McLemore M L, Grewal S, Liu F, Archambault A, Poursine-Laurent J, Haug J, Link D C
Division of Oncology, Department of Internal Medicine, Washington University School of Medicine, St. Louis, MO 63110, USA.
Immunity. 2001 Feb;14(2):193-204. doi: 10.1016/s1074-7613(01)00101-7.

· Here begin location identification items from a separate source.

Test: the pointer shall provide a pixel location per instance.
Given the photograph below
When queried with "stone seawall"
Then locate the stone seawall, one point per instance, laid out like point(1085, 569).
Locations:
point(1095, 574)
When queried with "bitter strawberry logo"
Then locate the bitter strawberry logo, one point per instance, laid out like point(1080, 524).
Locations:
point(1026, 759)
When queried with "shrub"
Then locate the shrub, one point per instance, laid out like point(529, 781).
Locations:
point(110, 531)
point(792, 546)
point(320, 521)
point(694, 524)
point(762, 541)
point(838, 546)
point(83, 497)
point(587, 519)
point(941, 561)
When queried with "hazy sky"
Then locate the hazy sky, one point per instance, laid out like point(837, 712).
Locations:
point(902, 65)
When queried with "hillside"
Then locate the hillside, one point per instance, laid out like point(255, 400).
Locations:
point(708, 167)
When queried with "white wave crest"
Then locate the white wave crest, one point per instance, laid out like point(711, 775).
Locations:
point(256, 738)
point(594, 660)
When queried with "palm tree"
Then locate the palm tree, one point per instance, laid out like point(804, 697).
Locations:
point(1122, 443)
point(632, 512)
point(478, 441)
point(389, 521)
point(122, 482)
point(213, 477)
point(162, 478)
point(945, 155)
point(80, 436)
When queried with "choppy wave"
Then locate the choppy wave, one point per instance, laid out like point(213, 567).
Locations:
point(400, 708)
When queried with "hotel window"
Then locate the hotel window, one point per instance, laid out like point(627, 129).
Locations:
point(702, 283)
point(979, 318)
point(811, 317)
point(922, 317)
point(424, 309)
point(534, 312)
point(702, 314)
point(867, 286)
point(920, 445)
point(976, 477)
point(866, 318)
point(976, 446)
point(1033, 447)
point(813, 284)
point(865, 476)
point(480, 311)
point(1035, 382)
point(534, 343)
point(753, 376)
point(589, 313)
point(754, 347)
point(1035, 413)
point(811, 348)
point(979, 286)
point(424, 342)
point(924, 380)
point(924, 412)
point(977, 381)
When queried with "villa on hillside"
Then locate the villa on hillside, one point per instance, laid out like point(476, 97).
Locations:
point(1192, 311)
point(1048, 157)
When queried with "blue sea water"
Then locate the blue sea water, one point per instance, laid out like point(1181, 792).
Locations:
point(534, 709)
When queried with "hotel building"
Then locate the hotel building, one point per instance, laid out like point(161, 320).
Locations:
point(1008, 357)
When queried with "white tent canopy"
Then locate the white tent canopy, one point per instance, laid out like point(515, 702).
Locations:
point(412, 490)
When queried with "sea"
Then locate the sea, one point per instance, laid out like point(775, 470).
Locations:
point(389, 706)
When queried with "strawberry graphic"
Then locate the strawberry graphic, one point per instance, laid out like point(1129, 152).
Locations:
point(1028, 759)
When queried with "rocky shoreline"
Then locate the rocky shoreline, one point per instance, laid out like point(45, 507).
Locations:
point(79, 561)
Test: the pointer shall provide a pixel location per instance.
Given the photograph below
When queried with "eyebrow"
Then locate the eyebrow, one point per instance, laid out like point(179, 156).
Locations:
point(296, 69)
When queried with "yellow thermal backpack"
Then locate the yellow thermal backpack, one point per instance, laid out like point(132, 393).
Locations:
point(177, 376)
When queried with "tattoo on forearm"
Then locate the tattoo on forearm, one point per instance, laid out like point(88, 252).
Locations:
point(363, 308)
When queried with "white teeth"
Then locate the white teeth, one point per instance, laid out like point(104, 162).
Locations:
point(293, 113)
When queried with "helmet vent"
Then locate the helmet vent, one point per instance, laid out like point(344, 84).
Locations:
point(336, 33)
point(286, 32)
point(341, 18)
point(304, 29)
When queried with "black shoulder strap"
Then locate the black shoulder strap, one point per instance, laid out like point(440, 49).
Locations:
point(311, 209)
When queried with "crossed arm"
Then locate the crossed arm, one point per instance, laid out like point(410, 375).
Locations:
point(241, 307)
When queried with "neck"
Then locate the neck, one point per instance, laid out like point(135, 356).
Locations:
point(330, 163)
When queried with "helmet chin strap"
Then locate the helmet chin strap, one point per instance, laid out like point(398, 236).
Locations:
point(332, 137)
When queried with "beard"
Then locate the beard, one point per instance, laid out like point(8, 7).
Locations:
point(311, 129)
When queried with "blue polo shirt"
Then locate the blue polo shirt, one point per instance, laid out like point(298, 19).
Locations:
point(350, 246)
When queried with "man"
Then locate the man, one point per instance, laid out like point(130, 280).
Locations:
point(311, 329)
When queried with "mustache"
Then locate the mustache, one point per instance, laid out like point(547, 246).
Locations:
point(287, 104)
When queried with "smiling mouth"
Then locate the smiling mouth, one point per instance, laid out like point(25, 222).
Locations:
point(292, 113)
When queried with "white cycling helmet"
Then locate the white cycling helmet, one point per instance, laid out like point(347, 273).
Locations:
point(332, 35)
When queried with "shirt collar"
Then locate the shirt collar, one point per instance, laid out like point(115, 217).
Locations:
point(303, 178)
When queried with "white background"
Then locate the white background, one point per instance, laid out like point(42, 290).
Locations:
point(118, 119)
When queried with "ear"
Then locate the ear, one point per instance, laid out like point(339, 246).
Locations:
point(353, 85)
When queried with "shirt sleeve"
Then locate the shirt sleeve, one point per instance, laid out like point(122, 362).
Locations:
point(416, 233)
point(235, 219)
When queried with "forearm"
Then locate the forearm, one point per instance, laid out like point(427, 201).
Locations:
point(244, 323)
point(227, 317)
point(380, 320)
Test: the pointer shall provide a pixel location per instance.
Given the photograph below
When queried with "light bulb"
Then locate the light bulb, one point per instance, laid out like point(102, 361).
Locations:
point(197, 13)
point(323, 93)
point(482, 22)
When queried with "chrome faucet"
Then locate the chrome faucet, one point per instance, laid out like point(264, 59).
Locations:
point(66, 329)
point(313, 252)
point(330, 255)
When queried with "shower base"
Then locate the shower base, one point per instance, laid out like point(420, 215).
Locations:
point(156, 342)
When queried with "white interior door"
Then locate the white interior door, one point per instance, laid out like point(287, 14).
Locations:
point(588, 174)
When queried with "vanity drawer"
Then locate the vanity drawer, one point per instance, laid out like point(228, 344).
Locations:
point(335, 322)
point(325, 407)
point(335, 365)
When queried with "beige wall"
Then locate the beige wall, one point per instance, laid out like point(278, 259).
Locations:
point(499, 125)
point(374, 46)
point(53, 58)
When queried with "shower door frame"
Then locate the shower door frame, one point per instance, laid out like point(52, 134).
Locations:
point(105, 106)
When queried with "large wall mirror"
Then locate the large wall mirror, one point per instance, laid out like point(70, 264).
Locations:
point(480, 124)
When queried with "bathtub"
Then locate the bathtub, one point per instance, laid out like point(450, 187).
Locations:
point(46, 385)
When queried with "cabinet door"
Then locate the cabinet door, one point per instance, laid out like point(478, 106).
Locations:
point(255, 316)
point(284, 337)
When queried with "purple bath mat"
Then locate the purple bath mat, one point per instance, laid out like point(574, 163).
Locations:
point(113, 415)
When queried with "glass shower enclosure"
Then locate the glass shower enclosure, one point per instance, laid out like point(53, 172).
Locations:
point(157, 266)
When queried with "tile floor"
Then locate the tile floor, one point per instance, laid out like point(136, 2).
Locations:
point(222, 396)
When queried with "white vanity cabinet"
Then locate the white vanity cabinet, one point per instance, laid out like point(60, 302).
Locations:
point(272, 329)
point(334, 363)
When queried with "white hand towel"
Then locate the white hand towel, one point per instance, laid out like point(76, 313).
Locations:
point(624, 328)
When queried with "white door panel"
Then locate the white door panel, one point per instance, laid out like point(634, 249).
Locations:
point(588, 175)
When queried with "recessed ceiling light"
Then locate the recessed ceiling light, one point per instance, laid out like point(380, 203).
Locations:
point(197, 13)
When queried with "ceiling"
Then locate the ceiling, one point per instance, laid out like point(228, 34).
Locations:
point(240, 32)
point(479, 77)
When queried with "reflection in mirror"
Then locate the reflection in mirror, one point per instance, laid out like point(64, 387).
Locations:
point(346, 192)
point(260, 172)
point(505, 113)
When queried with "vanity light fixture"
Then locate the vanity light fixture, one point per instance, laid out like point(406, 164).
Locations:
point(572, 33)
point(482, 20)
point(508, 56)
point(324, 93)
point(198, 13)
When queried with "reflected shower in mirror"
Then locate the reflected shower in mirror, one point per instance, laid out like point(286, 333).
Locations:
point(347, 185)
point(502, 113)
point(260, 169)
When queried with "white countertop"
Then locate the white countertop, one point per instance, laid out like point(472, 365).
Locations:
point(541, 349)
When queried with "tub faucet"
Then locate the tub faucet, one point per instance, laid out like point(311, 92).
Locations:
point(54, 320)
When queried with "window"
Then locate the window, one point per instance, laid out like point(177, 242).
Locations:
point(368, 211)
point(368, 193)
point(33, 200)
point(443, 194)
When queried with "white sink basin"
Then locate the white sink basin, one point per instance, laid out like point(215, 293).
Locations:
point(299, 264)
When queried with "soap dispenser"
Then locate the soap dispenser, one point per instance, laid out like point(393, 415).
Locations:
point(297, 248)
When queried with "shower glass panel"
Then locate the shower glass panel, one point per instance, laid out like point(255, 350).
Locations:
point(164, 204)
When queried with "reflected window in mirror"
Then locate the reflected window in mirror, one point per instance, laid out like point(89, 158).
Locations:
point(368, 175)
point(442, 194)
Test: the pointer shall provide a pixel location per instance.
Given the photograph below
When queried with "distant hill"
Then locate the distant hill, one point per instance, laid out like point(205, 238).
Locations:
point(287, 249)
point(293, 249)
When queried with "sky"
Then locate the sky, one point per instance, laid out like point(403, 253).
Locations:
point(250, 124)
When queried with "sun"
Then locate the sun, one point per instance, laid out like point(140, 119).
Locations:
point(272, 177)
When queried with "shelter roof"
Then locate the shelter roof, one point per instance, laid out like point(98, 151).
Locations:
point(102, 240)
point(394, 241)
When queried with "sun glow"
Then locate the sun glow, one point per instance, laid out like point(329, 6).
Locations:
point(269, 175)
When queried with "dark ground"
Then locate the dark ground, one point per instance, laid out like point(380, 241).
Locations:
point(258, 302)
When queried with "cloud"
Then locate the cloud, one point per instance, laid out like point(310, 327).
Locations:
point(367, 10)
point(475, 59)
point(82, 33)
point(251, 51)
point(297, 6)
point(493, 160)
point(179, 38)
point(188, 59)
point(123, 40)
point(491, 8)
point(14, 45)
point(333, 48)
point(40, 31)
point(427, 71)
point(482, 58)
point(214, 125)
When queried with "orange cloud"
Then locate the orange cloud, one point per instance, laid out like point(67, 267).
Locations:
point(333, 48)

To investigate the role of signal transducer and activator of transcription (STAT) proteins in granulocyte colony-stimulating factor (G-CSF)-regulated biological responses, we generated transgenic mice with a targeted mutation of their G-CSF receptor (termed d715F) that abolishes G-CSF-dependent STAT-3 activation and attenuates STAT-5 activation. Homozygous mutant mice are severely neutropenic with an accumulation of immature myeloid precursors in their bone marrow. G-CSF-induced proliferation and granulocytic differentiation of hematopoietic progenitors is severely impaired. Expression of a constitutively active form of STAT-3 in d715F progenitors nearly completely rescued these defects. Conversely, expression of a dominant-negative form of STAT-3 in wild-type progenitors results in impaired G-CSF-induced proliferation and differentiation. These data suggest that STAT-3 activation by the G-CSFR is critical for the transduction of normal proliferative signals and contributes to differentiative signals.
为了研究信号转导及转录激活蛋白(STAT)在粒细胞集落刺激因子(G-CSF)调节的生物学反应中的作用,我们构建了G-CSF受体发生靶向突变(称为d715F)的转基因小鼠,该突变消除了G-CSF依赖的STAT-3激活并减弱了STAT-5激活。纯合突变小鼠严重中性粒细胞减少,骨髓中存在未成熟髓系前体细胞的积累。G-CSF诱导的造血祖细胞增殖和粒细胞分化严重受损。在d715F祖细胞中表达组成型活性形式的STAT-3几乎完全挽救了这些缺陷。相反,在野生型祖细胞中表达显性负性形式的STAT-3会导致G-CSF诱导的增殖和分化受损。这些数据表明,G-CSFR激活STAT-3对于正常增殖信号的转导至关重要,并有助于分化信号的传递。